“You must understand the past; no empire lasts forever”
- Ray Dalio
This is a recent quote from an article in the Wall Street Journal, The New Sticker Shock. “Some auto makers, such as Honda and Toyota are pulling individual dealers aside to talk about their charging above MSRP. Jack Hollis, Toyota Motor of North America senior VP of auto operations, said the company has encouraged dealers to look at the bigger picture instead of trying to capitalize on the current market. He said to his dealers, “If you’re thinking about it in the short run, I think you’re mis-stepping. If that customer’s experience is great during this time, they’ll be with you.” (emphasis mine)
The car dealer retail network came into existence more than a century ago, after Henry Ford created the Model A Ford, but, more importantly, assembly line production. At first the car dealerships were owned by Ford and other manufacturers, but to handle the huge demand for lower priced cars, manufacturers began to contract with independent businessmen to retail their cars. The contracts were called franchise agreements. The contracts were for short periods of time, one or two years. The manufacturers wrote the contracts so that they had total control over the franchised car dealer. A manufacturer could cancel the contract with his dealer for virtually any reason, which was typically because the dealer didn’t sell enough cars. The manufacturers could add as many dealerships as close to the existing dealers as they wanted, creating so much competition as to force some dealers out of business.
The dealers began to organize with local, state, and national associations. Collectively they were an economic force almost as strong as the manufacturers, but the strength and influence that the manufacturers hadn’t anticipated was their dealers’ power and influence in their local, and state governments.
Car dealers were, and are, wealthy individuals. Today, there are more than 17,000 car dealerships in the US. They employ well over a million people. With this local and state power, car dealers successfully lobbied their local, state, and the national governments to protect them against the predatory, unfair, actions of auto manufacturers. Over the last 100 years car dealers have gone from victims of the manufacturers’ every whim to virtually untouchable. Car dealers of almost every manufacturer have the exclusive right to sell the vehicles built by that manufacturer. Manufacturers are prohibited by law from selling directly to the consumer. Tesla is the rare exception due to its recent arrival with a totally different technology and total online sales. Car dealers are granted exclusive rights to large areas in their markets. The manufacturer is prohibited by state law from adding a dealership “too close” to an existing dealer. Also, the length of dealers’ franchise contracts is virtually “forever”. State laws prohibit manufacturers from terminating dealers’ franchise agreements except under the most extreme cases, like being convicted of a serious crime. Manufacturers are forced to treat their dealers as “independent businessmen” that can, pretty much, do whatever they like.
What no one anticipated until it was too late, is that these same state laws intended to protect car dealers from their manufacturers, now allow them to deceive their customers with impunity. Most states have insufficient state laws protecting the car buyers, and don’t enforce the ones that exist. This is because of the huge lobbying strength of car dealers because of their independent wealth, Political Action Committees, and Dealer Associations. The average car dealer employs about 70 people. In most communities they’re, collectively, the largest or one of the largest employers. Most of their employees are also voters.

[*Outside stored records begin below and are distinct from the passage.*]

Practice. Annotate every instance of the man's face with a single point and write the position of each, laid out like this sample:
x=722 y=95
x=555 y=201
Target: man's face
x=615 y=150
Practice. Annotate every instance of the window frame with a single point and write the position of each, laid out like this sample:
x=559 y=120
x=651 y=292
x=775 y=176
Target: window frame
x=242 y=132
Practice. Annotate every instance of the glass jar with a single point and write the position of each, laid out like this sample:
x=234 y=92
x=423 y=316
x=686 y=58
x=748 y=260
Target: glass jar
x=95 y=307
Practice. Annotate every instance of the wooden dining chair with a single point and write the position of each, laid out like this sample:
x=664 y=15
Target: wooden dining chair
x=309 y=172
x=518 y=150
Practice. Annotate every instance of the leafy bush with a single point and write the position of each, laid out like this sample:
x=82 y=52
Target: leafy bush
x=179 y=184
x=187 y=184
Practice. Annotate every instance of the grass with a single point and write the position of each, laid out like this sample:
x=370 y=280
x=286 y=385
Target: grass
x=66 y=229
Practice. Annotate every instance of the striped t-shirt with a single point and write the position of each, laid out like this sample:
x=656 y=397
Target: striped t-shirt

Therefore, car dealers have been able to get away with the bad behavior that you probably have experienced most of the times you purchased a vehicle. The Gallup annual poll on Honesty and Ethics in Professions (Google it), has ranked car dealers last or next to last for the past 56 years! Car-retailing unfair and deceptive behavior has been frozen in time for a hundred years.
The “thaw” has begun. It began in 1983 with the birth of the Internet which triggered the knowledge explosion. In 2022 a consumer can find the answer to any question she has, like “what is the lowest price paid in the last 30 days for car I want to buy?” A car buyer can go online today and buy a car without ever entering a car dealership and can get out-the-door prices from as many car dealerships as she wants.
Manufacturers and the smarter car dealers are “seeing the handwriting on the wall”. The educated consumer is the car dealers’ worst nightmare. Legislators and regulators who are, more and more, being elected by the educated and demanding consumers of the 21st century are also beginning to get a little nervous. This is because the educated voter is the politician’s worst nightmare. The media and the manufacturers are slowly gaining the courage to speak out about the terrible way car dealers treat their customers.
I’m predicting that the current, unconscionable, out of control pricing of new cars precipitated by the pandemic induced high-demand/low-supply will be the “straw that breaks the back” of the antiquated car dealer franchise system’s immunity from regulation by the laws and their manufacturers.